Что же касается маркизы Бикоском, то она перестала позировать Эталю благодаря настояниям врачей; неврастения, которой она страдала, неудержимо росла в атмосфере этого цветочного рынка, вечно наполненного туберозами и лилиями; она чувствовала, что умирает там.
Цветы эти, обладавшие свойством делать кожу тела похожей на перламутр и окружать восхитительной синевой глаза тех, кто вдыхал их запах, эти цветы — возбудители чудесной бледности и трогательной синевы под глазами — распространяли миазмы смерти. Из любви к красоте, из страсти к длительным томным взглядам и нежным краскам Клавдий Эталь отравлял тех, кто позировал ему; этот сеятель агоний культивировал истомленность».
Да, таковы были слова Терамона, эта ужасная легенда, создавшаяся вокруг имени художника, эти слухи, ходившие в клубах, эти отголоски лондонских сплетен.
Итак, Синяя борода приглашает меня сегодня вечером посетить тех, кого он убил.
Париж, 16 мая, четыре часа утра. — Я убил Эталя!

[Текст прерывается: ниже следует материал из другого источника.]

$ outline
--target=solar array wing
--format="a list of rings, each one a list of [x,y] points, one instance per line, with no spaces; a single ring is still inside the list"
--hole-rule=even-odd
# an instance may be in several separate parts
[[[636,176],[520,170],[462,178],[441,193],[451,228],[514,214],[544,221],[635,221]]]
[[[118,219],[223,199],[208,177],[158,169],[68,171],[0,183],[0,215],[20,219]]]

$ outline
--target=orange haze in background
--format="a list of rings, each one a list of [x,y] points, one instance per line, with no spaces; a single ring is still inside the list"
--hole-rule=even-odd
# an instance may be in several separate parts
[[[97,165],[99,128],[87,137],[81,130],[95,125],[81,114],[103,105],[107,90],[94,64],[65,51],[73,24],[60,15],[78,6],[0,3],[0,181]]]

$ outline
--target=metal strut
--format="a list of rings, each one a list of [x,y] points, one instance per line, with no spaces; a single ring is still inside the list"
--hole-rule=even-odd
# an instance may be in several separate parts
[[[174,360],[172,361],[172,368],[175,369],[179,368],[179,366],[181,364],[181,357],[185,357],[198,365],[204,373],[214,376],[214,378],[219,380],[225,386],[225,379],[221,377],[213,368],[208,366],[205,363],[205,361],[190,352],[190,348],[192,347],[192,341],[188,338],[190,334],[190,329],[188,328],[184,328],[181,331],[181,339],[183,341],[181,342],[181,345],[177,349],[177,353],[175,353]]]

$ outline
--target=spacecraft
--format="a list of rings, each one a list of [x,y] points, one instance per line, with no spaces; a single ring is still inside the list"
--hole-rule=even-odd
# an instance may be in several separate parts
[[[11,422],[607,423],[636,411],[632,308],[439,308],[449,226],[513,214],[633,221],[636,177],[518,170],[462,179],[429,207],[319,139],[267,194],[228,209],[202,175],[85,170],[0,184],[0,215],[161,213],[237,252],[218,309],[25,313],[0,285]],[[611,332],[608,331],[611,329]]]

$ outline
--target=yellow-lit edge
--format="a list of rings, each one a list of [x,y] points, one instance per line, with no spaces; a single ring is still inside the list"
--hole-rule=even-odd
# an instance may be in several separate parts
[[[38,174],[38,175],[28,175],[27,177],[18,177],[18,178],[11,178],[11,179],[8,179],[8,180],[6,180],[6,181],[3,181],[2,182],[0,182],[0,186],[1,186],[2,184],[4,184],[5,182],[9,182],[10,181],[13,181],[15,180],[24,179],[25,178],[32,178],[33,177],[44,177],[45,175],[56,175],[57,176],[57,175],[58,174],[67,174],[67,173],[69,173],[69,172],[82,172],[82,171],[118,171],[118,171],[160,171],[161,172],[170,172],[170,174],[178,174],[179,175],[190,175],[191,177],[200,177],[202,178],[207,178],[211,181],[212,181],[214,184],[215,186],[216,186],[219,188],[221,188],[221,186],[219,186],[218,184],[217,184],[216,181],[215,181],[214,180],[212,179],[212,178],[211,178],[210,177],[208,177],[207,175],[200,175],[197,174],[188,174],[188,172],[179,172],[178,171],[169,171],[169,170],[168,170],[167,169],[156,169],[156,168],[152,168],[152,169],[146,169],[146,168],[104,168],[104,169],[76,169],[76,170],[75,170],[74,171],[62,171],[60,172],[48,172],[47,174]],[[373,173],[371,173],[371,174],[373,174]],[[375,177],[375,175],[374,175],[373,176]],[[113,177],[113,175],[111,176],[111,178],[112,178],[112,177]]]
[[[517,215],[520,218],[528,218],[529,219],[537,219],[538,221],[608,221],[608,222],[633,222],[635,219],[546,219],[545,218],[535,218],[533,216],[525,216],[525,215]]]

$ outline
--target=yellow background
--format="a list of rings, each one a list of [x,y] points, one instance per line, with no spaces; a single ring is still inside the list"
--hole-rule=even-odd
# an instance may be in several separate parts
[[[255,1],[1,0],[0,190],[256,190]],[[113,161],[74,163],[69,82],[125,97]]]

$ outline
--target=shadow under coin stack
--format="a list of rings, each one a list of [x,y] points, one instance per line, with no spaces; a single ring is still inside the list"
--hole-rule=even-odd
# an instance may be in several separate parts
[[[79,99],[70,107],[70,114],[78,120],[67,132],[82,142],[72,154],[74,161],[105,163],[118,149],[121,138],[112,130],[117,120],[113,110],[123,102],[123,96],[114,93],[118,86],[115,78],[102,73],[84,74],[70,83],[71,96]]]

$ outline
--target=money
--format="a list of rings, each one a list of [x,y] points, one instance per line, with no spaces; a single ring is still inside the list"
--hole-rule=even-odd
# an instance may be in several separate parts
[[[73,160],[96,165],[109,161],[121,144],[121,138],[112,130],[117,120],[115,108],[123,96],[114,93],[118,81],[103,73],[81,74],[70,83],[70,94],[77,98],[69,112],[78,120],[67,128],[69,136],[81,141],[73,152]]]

Я не мог более! Жизнь сделалась для меня невыносимой, воздух смертоносным. Я убил. Я освободил себя самого и других, так как, уничтожив этого человека, я уверен, что тем самым спас других людей. Я уничтожил элемент извращения, скрытое семя смерти, хищную личинку с мрачными лапами, протянутыми ко всему, что молодо, ко всему слабому и неопытному. Я освободил Веллкома (в этом я уверен); я, быть может, спас кроткую маркизу Эдди, чью душу он расхищал и чью агонию он тиранил; и, быть может, я разорвал ту ужасную сеть очарования, которую он бросил на маркизу де Бикоском. Ведь человек этот был больше, чем простой отравитель: он были колдун и, отравив его его же собственной рукой, я был бессознательным карающим орудием Судьбы; я был рукой, занесенной другой волей, более сильной, чем моя; я довершил тот жест, которым он угрожал миру, я окончил его земное поприще.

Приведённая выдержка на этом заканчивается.